Sorry. Should’ve mentioned the screenshots were taken mid-fix, so the thumb is off due to attempting to reorient joints higher in the chain.

Fixing now, but now binding is warping… so going back up this thread to read what you said about resetting bind…

Otherwise, everything looks good.


Started animating, but I’m encountering two issues:

  1. There appear to be some hierarchy irregularities like L thigh pole under R elbow, etc. Is this a problem?

  2. Mirroring in NitroPose isn’t working at all. First thing I was able to pinpoint is the ball twist breaks when mirrored in NitroPose because mirror swaps L and R values but rig dictates that they are inverse of each other.

As for the arms… seems to be more than one issue, but not quite sure what’s going on.


I’ve identified a list of controls that break on mirror… basically any L-R pair that requireds an inverted value on one side to achieve symmetry. I think I have a fix which I’m testing now, but the arms aren’t so simple. There seems to be several points of failure there stemming from the FK controls. Any ideas there?


L-R data mirror failures can be cured by inserting a negate node into the xpresso chain between the user input and the parameter it ultimately influences. This has the additional benefit of creating more intuitive (symmetric) behavior.

The one remaining problem at this point (that unfortunately still renders mirroring completely unusable in every pose) appears to boil down to something about the way the R clavicle controller is reflected from the left template. It’s orientation does not match default rig even though all the surrounding bits do, and this is the point that breaks despite the default rig working fine.

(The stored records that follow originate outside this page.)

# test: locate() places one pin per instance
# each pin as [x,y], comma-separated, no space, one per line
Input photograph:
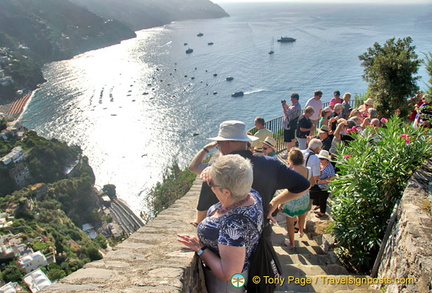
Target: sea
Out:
[138,106]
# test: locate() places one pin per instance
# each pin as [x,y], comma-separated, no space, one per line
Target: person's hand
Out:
[271,210]
[211,145]
[191,241]
[205,174]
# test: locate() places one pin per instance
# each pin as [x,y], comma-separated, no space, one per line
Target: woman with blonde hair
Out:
[299,206]
[230,232]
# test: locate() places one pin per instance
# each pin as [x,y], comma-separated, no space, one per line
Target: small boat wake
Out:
[254,91]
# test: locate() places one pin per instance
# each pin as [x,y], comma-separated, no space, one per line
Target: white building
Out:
[16,155]
[37,281]
[90,231]
[11,287]
[33,261]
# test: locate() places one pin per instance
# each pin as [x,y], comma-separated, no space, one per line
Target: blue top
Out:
[270,175]
[233,228]
[327,172]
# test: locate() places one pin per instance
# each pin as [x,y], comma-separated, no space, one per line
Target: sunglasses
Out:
[211,184]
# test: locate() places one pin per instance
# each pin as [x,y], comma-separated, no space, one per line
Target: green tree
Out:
[428,63]
[12,273]
[390,70]
[372,176]
[56,274]
[109,189]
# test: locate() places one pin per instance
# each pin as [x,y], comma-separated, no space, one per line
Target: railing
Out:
[275,126]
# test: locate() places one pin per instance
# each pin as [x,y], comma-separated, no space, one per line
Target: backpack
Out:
[263,262]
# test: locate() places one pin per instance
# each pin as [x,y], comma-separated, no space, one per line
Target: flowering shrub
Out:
[373,174]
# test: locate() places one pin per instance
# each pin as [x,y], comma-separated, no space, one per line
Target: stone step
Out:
[325,283]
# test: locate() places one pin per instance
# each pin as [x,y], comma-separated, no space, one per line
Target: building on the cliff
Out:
[21,175]
[12,287]
[37,281]
[90,231]
[33,261]
[15,155]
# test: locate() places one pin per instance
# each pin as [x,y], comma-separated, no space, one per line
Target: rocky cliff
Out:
[140,14]
[33,32]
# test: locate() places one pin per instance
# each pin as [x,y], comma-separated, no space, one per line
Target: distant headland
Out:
[49,30]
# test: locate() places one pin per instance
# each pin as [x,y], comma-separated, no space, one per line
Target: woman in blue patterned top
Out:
[230,232]
[327,174]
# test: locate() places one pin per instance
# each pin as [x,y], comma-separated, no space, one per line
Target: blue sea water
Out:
[135,107]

I’ve tried all sorts of ways to address after the fact (like placing controller in a null to isolate orientation, and pass only zero’d out controller to NitroPose object list) but I think it’s over my head at the moment. If this can’t be addressed, the only way I see forward is to delete the clavicle controllers from the object list and just not use them.

I believe if you look at how the clavicle controller is reflected from the L to R side, you will see there is some sort of orientation issue vs other rigs I’ve now compared it to that are not having this issue.


yeah i couldn‘t get the character object to mirror the clavicle in a way that it works for mirroring. but you can orient the clavicle so it works with mirroring afterwards. i don‘t have time to explain how to do that, send me a download link to the rig and i‘ll fix it for you tomorrow


Thx. It’s been driving me nuts. I can see generally that it’s coming from the reflection instructions that create it, but I just haven’t been able to reorient correctly, and it’s causing cascading issues down the chain with bicep, etc.

Will do. Any downside to fixing the other bits the way I’ve been doing (negate node on R side for ball twist, etc)? Not sure if there’s a better way. That’s just the first thing I could think of.


sounds like a legit solution… gonna take a look at it as well when you send the file…


sent via google drive / pm.

EDIT: Forgot to mention: L-R user data negate node method was applied to test file with blank rig. Haven’t done it to project yet, though it appears to be working fine.